A session is a stateful conversation context. Each session has its own:

  • System message (persona)
  • Tool registry
  • Permission handler
  • Streaming configuration
  • Optional provider override (for BYOK)
session = await client.create_session(SessionConfig(...))

Copilot CLI Server

The Copilot CLI (copilot binary) acts as an out-of-process agent runtime that:

  1. Authenticates with the GitHub Copilot API using your GitHub token
  2. Receives requests from the SDK over the JSON-RPC channel
  3. Calls the Copilot API (LLM inference)
  4. Executes tool calls (built-in or user-defined)
  5. Streams results back to the SDK

The SDK communicates with this server — not directly with the GitHub API.

Tools

Tools extend the agent's capabilities. There are two kinds:

Type How to define Example
Built-in Provided by the Copilot CLI server File system, web search
Custom @define_tool decorator GitHub API calls, database queries

Custom tools are registered per-session in SessionConfig(tools=[...]).

Skills

Skills are Markdown files (SKILL.md) that define specialized agent behaviours. They are loaded from a skills directory configured in CopilotClientOptions.

skills/
├── docgen/
│   └── SKILL.md
└── coding-standards/
    └── SKILL.md

Request/Response Flow

sequenceDiagram
    participant Script as Python Script
    participant SDK as CopilotClient
    participant CLI as Copilot CLI Server
    participant API as GitHub Copilot API

    Script->>SDK: client.create_session(config)
    SDK->>CLI: JSON-RPC: create_session
    CLI-->>SDK: session_id

    Script->>SDK: session.send_and_wait(prompt)
    SDK->>CLI: JSON-RPC: send_message
    CLI->>API: LLM inference request
    API-->>CLI: streaming tokens
    CLI-->>SDK: SessionEvents (delta, tool_call, ...)
    SDK-->>Script: events via session.on(handler)
    CLI-->>SDK: SESSION_IDLE (final)
    SDK-->>Script: reply object

BYOK Flow

When BYOK is used, the Copilot CLI server routes requests to your model endpoint instead of the default Copilot API:

graph LR
    SDK[CopilotClient] --> CLI[Copilot CLI Server]
    CLI -->|ProviderConfig: type=azure| AOAI[Azure OpenAI]
    CLI -->|ProviderConfig: type=openai| OAI[OpenAI API]

    style AOAI fill:#0078d4,color:#fff
    style OAI fill:#412991,color:#fff

The ProviderConfig is passed in the SessionConfig and tells the CLI server which endpoint and credentials to use.


Key Design Principles

  1. Out-of-process execution — The Copilot CLI server runs in a separate process; the SDK communicates via IPC. This isolates credentials and authentication from your script.

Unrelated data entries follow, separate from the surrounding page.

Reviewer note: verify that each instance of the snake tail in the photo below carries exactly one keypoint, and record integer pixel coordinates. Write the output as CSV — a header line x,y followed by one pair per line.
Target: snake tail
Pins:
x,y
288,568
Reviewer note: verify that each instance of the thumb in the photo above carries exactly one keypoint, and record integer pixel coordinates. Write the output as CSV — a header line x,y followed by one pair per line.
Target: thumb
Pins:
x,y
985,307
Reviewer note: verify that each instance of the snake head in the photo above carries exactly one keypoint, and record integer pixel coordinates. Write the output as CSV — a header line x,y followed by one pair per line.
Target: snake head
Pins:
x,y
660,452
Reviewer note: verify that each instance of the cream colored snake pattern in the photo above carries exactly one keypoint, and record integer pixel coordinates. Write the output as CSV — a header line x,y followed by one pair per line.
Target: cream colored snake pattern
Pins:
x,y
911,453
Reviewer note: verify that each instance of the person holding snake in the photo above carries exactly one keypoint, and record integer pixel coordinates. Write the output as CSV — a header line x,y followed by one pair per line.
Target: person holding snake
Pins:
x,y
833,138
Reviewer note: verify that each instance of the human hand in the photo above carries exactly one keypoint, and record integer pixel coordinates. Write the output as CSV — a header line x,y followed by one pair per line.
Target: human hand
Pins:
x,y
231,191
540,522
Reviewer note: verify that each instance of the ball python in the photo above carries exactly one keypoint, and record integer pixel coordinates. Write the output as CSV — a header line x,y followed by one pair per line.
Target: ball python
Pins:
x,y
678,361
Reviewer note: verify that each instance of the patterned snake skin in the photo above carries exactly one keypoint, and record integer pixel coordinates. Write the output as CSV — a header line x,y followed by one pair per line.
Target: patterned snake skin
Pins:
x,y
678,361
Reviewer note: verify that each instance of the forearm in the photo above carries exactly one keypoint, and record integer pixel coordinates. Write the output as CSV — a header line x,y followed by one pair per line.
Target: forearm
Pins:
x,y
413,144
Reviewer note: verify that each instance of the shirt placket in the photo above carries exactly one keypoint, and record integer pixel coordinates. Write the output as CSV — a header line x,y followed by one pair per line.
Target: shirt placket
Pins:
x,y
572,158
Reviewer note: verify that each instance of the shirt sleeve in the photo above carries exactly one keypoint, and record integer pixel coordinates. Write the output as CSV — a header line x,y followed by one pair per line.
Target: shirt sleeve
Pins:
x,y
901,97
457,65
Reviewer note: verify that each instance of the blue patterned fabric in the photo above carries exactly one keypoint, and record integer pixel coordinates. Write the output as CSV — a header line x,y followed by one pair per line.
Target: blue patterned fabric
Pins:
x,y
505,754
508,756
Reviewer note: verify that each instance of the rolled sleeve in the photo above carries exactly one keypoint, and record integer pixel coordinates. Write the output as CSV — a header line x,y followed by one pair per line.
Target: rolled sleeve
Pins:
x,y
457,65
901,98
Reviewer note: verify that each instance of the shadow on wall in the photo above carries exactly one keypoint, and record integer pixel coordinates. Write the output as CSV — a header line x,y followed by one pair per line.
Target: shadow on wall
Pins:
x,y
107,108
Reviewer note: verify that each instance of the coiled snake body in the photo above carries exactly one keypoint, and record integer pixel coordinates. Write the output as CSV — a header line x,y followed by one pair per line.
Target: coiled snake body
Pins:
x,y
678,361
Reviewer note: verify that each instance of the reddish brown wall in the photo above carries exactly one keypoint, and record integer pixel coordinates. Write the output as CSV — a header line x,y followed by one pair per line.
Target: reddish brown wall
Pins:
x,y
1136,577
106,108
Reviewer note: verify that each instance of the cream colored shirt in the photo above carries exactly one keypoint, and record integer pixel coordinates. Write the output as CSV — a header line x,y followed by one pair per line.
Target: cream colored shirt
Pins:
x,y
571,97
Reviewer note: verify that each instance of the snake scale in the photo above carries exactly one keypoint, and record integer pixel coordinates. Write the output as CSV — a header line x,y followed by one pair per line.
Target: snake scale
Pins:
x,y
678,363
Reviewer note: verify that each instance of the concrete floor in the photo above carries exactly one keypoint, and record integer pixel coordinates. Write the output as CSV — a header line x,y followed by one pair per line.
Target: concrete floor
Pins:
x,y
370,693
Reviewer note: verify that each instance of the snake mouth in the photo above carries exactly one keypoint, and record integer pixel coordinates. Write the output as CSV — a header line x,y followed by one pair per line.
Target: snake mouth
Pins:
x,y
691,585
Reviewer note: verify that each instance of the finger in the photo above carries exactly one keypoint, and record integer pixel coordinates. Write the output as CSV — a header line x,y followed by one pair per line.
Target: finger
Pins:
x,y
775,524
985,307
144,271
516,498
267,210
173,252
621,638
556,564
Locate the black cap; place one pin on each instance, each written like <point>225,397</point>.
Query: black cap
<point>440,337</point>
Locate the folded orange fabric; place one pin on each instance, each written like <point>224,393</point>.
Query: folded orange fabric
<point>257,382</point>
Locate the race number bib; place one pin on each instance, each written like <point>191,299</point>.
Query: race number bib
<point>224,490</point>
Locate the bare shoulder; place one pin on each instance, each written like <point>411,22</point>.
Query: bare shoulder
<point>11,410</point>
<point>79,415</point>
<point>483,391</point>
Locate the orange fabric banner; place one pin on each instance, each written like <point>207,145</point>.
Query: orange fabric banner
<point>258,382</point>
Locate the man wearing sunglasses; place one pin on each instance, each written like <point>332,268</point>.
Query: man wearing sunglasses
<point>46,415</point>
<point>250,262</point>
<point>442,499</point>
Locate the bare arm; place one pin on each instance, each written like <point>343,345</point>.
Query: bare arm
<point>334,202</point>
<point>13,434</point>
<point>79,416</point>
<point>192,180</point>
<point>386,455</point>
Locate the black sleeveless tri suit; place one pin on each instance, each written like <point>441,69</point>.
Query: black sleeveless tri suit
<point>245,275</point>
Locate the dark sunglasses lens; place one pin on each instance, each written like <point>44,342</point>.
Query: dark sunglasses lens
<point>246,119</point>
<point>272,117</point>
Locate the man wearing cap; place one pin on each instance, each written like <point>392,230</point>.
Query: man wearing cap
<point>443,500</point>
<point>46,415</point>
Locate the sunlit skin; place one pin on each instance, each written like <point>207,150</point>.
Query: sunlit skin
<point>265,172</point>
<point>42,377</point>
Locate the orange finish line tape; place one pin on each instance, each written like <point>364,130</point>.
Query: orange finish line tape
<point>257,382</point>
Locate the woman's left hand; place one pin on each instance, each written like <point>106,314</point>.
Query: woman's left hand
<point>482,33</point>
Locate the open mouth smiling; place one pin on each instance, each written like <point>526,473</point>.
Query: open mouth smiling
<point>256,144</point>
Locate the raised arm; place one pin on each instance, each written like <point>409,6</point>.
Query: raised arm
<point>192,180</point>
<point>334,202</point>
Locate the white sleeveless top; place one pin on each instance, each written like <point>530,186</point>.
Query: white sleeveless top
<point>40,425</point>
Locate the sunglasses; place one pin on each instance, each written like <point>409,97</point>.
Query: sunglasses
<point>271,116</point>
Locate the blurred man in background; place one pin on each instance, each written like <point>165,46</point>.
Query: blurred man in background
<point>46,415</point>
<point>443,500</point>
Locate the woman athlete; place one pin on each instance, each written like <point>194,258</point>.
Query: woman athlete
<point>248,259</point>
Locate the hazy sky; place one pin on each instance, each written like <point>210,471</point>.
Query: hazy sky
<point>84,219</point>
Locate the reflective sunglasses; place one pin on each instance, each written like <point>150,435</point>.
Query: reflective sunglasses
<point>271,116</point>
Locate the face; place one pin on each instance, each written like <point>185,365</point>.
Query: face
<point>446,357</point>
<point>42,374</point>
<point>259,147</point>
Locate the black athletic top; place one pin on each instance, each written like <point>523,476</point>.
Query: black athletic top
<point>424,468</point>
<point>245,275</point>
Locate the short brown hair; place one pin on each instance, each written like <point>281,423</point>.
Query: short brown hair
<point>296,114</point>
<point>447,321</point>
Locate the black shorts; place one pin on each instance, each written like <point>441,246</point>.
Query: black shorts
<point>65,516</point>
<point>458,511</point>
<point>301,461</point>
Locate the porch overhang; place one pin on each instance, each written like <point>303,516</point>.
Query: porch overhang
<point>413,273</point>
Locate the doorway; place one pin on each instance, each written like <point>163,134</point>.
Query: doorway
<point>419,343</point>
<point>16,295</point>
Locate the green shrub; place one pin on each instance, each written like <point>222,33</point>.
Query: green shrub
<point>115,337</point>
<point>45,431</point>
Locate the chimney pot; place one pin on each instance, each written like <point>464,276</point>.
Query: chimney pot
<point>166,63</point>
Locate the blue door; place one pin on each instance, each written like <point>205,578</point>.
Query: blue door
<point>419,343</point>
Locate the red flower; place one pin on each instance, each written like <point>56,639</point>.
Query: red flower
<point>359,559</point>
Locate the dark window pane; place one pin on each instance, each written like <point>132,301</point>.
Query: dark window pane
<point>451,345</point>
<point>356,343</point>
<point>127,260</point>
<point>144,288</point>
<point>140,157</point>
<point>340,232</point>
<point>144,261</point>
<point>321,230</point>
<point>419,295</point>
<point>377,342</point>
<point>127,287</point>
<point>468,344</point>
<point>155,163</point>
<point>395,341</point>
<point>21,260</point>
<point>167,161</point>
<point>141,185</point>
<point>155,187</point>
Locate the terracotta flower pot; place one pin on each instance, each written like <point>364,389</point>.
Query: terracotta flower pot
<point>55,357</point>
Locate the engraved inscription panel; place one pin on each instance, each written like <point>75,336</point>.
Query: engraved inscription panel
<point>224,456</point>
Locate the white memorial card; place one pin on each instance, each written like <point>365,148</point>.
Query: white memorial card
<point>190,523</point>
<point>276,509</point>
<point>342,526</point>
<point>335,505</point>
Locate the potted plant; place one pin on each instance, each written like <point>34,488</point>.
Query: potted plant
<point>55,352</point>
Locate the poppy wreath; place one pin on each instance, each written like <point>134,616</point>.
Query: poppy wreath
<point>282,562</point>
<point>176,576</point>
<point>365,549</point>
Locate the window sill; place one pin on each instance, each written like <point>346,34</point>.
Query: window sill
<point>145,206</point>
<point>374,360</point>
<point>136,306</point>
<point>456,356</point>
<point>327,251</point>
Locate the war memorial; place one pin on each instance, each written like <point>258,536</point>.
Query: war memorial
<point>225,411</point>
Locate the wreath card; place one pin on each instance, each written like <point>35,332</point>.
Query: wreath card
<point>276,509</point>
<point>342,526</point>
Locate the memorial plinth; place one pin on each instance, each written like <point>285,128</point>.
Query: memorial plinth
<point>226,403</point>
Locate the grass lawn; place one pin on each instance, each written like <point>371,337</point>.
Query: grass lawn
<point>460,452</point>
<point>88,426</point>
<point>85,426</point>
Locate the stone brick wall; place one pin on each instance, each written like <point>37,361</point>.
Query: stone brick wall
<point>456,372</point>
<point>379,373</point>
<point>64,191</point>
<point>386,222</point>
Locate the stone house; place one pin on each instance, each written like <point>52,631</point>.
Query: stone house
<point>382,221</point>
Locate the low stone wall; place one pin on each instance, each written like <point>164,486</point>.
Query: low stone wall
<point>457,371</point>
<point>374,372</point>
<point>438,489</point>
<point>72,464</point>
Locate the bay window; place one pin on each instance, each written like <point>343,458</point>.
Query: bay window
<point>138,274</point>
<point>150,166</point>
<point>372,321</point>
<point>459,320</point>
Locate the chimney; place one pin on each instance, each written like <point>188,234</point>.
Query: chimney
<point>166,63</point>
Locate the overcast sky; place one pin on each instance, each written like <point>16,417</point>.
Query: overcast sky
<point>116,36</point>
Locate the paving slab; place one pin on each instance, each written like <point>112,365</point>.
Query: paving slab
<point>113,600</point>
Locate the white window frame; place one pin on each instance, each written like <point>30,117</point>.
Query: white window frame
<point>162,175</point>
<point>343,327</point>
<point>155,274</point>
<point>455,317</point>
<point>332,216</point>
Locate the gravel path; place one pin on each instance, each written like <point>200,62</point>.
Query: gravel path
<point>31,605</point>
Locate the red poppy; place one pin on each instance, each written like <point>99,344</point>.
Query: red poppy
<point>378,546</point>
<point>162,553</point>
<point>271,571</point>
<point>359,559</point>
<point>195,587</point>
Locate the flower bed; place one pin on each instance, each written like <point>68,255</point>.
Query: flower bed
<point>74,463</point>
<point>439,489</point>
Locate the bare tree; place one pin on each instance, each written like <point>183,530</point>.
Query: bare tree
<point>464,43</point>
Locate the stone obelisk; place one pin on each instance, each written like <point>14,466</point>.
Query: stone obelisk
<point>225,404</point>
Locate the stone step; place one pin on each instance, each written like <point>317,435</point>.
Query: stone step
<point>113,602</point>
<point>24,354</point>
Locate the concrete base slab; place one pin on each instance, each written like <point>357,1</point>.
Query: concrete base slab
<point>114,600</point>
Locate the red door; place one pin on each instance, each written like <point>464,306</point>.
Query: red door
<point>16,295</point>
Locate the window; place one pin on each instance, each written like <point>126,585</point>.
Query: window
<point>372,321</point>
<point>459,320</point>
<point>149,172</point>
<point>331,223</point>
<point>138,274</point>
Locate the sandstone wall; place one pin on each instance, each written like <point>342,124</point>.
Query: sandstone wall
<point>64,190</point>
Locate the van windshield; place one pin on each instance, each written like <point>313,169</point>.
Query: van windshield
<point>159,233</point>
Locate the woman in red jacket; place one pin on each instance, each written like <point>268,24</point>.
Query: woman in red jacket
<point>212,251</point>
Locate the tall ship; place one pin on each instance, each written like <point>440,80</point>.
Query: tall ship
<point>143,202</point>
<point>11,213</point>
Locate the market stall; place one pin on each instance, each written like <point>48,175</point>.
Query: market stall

  2. Event-driven — All session activity is modelled as events (SessionEventType). Your handler receives events as they arrive — enabling real-time streaming.

  3. Permission gates — Every tool execution passes through on_permission_request. You control whether to approve or deny each operation.

  4. Session isolation — Each session is independent. Multiple sessions can run concurrently in the same process (useful for parallel workloads).